I think if the president, way back when he won his prize, could have more forcefully leaned on ... Israel to control her extremists (the settlers who simply continue to build on contested lands, often with government permits) then perhaps America might have more a reputation as a true playmaker, instead of as a rigged referee continually acting in the interests of one of our "strong allies".
Eventually, if not already, Americans will tire of continually being told that rooting out terrorists anywhere in the world is in our national security interests. Iraq, Afghanistan, Libya, Syria, Pakistan ... everything we touch, directly or indirectly, turns to chaos.
Our troops, and our weaponry, is the best in the world at destroying, we've seen that. It's the rebuilding that we're on the hook for, and admittedly the general population here at home doesn't know the enemy players from the allied.
More and more, we're going to see honest comments like those that came from the president today: our national security, more and more, involves protections and commitments in a region where America's own interests are waning: imagine what that money could do elsewhere, here at home, or in building up governments and future allies in developing nations.
Israel is in a bad place, with the governments imploding around her. Some might say, this is the case of reaping the consequences of the actions she has sown, over the years.
Just as, in coming days, Americans will look back at our early 21st century military follies, and perhaps better understand why we are no longer viewed as the greatest generations whose wars saved the world and promoted peace. We are reaping what we've sown, and even those honest enough to offer up apologies now must understand, you can't erase and do-over the destruction now, and wish a competent replacement government into being. It's not that easy, in reality.
You can't influence your enemies, necessarily, through strong words and encouragements, but we might have had a chance to help Israel understand that military might alone will not secure her borders.
Americans, in days to come, will listen to the peoples of the next generation, who know something of massacres that have occured since the Holocaust. The younger Americans will indeed listen to libertarian politicians like Rand Paul, and less to lobbyists who've purchased our politicians.

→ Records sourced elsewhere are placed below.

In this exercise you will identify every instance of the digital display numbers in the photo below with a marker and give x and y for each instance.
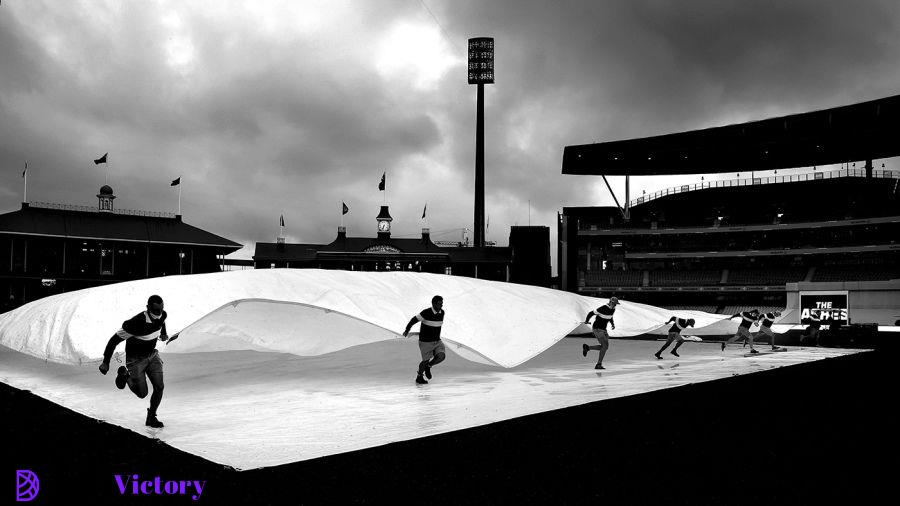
(481, 60)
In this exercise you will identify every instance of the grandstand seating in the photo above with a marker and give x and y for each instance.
(732, 310)
(685, 278)
(856, 273)
(766, 276)
(611, 277)
(682, 307)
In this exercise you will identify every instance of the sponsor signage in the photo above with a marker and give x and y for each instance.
(829, 306)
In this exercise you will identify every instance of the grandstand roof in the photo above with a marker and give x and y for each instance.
(864, 131)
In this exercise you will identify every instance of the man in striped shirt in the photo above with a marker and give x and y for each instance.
(675, 335)
(765, 327)
(430, 344)
(603, 316)
(141, 357)
(748, 318)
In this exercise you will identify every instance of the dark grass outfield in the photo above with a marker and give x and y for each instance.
(824, 430)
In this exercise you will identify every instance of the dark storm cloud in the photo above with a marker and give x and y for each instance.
(266, 108)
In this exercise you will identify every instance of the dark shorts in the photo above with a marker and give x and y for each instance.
(675, 336)
(141, 369)
(743, 332)
(431, 348)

We can hype the threat to us here at home:
We also have an interest in making sure that we don’t have a safe haven that continues to grow for ISIL and other extremist jihadist groups who could use that as a base of operations for planning and targeting ourselves, our personnel overseas and eventually the homeland. And you know, if they accumulate more money, they accumulate more ammunition, more military capability, larger numbers, that poses great dangers not just to allies of ours like Jordan, which is very close by, but it also poses, you know, a great danger, potentially, to Europe and ultimately the United States.as the president did today, but as the fears here at home lessen, it'll be a tougher sell. Declining standards of living, less opportunities for the non-elite, the influx of undocumented Americans with no citizenship rights... these are the problems the next president will face.
While President Obama is busy cleaning up after the past administration, and mouthing many promises to keep, the resources we should be investing for targeting America's troubles are being ignored. That will not hold forever.
IT's not isolationism, nor is it disloyalty, to believe that if you want to be a strong player on the world stage, you have to have the backing of your own people. You have to meet their needs firsts, before you "protect" the interests of "strong allies".